「ZEUS〈サンダースパーク〉」オープン価格(想定小売価格130円前後)(画像クリックで拡大)

 新刺激成分「ティングリング成分」を配合したチューインガム「ZEUS〈サンダースパーク〉」が大ヒットの気配を見せている。ロッテが2012年3月27日に発売した商品で、「これまでのミント系チューインガムにはない新しい刺激が受ける」と見て、全国のコンビニやスーパーなど流通の協力を得て、10万カ所以上の売り場を確保した。一般的なチューインガムの新商品は初回出荷数が200万~300万個なのに対し、この商品は約700万個を出荷したという。

 チューインガム市場は、ボトルガムが定着した2004年をピークに、その後は前年度割れが続いている。危機感を抱いたロッテが調査したところ、ガムを食べる機会が最も減少しているのは、20代男性であることが判明した。さらに20代男性をターゲットに嗜好を分析したところ、「これまでに見たことがないような新しいもの」「かっこいいもの」を直感的に手に取る傾向が強いことがわかった。「そこで従来の、品質のよさや機能性価値の訴求という手法ではなく、直感に訴えることで彼らの感性を刺激する手法に挑戦した」(同社)という。
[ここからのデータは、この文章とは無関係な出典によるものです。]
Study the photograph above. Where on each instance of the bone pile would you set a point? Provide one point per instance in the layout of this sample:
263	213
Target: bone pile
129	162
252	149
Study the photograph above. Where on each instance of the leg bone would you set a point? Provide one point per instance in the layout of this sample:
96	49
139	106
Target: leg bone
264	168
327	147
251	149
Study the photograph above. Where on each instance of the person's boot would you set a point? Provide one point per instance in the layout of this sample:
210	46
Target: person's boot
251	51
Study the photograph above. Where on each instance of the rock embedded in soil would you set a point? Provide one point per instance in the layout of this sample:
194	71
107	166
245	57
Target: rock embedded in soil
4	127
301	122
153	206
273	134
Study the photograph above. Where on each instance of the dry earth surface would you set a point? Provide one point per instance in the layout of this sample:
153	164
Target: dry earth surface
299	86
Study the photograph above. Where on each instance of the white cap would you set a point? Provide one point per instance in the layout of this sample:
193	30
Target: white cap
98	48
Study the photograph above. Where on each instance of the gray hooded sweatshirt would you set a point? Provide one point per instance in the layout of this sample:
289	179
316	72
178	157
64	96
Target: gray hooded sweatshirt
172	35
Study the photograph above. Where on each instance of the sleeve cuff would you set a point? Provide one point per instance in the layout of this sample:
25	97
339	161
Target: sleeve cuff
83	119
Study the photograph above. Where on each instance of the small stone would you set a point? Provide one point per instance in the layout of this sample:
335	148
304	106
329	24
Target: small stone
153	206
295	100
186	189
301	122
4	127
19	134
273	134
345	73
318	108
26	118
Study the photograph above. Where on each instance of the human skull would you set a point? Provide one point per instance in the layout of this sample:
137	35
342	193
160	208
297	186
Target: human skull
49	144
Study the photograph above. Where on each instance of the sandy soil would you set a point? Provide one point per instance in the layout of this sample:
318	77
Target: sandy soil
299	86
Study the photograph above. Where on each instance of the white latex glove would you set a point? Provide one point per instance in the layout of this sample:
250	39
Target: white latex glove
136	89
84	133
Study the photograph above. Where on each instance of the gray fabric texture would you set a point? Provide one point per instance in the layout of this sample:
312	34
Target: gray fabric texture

 未体験の刺激を実現するため、同社が着目した成分の1つが「ティングリング成分」。ティングリングとは英語で“ヒリヒリ・チクチクする感覚”という意味で、舌の痛点を刺激することで刺激を感じられる新しい香料成分だ。このティングリング成分配合のソフトキャンディーを、刺激と相性のよいスペアミントをベースにバニラとメントールのアクセントを加えたガムで挟んだ3層構造に仕上げた。かんだ瞬間に力強い刺激が口の中を駆け抜け、その後にミントの爽やかさが長く続くのが特徴。パッケージもインパクトとおしゃれ感にこだわり、漆黒の空に光る激しい稲妻を大きくプリントした斬新なデザインにした。

 ターゲットである20代男性が「かっこいい」と思う、とがった感性の商品にすると、万人向けではなくなるという危惧もあり、「ガムであることが分かりにくい」という意見もあったという。「当初のコンセプトやターゲットをぶらさず進めたことと、新たな刺激の基準を提示できたことが、ヒットにつながったのでは。これまでのガムの刺激では満足できず、ガムから離れていた層も購入しているようだ」(同社)。購入者からは「明らかにこれまでのガムとは違う」という感想が多い。好評につき同社では、強い冷涼感が感じられるようにメントールとクーリング成分を配合した第2弾「スノーストーム」を4月に発売。こちらも好調だという。